Transfer learning in hybrid classical-quantum neural networks
This work addresses the challenge of efficiently integrating quantum elements into machine learning for tasks like image processing in the era of intermediate-scale quantum technology, though it appears incremental as it extends existing transfer learning concepts to a hybrid context.
The authors tackled the problem of applying transfer learning to hybrid classical-quantum neural networks, focusing on augmenting pre-trained classical networks with variational quantum circuits, and demonstrated proof-of-concept examples for image recognition and quantum state classification using quantum computers from IBM and Rigetti.

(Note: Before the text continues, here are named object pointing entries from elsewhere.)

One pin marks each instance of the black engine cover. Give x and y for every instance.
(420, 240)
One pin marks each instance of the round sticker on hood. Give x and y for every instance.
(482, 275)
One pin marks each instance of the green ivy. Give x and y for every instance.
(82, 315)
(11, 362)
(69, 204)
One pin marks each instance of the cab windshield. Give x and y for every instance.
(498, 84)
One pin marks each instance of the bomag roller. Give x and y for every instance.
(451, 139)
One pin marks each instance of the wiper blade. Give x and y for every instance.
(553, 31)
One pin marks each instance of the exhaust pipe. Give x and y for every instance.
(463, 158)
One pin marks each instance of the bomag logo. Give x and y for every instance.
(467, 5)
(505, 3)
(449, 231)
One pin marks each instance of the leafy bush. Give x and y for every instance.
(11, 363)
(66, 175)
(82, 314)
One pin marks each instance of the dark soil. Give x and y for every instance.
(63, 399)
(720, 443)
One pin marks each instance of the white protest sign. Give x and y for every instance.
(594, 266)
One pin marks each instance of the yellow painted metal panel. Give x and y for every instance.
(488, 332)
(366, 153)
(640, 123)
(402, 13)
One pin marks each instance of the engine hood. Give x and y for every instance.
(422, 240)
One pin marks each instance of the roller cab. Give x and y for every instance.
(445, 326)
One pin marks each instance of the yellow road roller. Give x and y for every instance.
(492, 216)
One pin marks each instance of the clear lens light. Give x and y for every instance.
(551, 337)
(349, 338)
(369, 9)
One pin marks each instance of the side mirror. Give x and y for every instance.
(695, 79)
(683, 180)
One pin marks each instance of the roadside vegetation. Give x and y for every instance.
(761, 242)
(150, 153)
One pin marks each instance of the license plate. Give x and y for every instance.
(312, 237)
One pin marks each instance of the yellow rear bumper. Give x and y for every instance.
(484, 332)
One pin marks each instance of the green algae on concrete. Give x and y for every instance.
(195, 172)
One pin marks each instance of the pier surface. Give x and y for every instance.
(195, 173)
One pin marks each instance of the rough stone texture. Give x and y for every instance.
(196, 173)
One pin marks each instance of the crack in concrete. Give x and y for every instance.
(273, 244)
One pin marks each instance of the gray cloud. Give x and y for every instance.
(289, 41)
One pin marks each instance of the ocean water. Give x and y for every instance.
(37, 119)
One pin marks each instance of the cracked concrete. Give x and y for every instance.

We extend the concept of transfer learning, widely applied in modern machine learning algorithms, to the emerging context of hybrid neural networks composed of classical and quantum elements. We propose different implementations of hybrid transfer learning, but we focus mainly on the paradigm in which a pre-trained classical network is modified and augmented by a final variational quantum circuit. This approach is particularly attractive in the current era of intermediate-scale quantum technology since it allows to optimally pre-process high dimensional data (e.g., images) with any state-of-the-art classical network and to embed a select set of highly informative features into a quantum processor. We present several proof-of-concept examples of the convenient application of quantum transfer learning for image recognition and quantum state classification. We use the cross-platform software library PennyLane to experimentally test a high-resolution image classifier with two different quantum computers, respectively provided by IBM and Rigetti.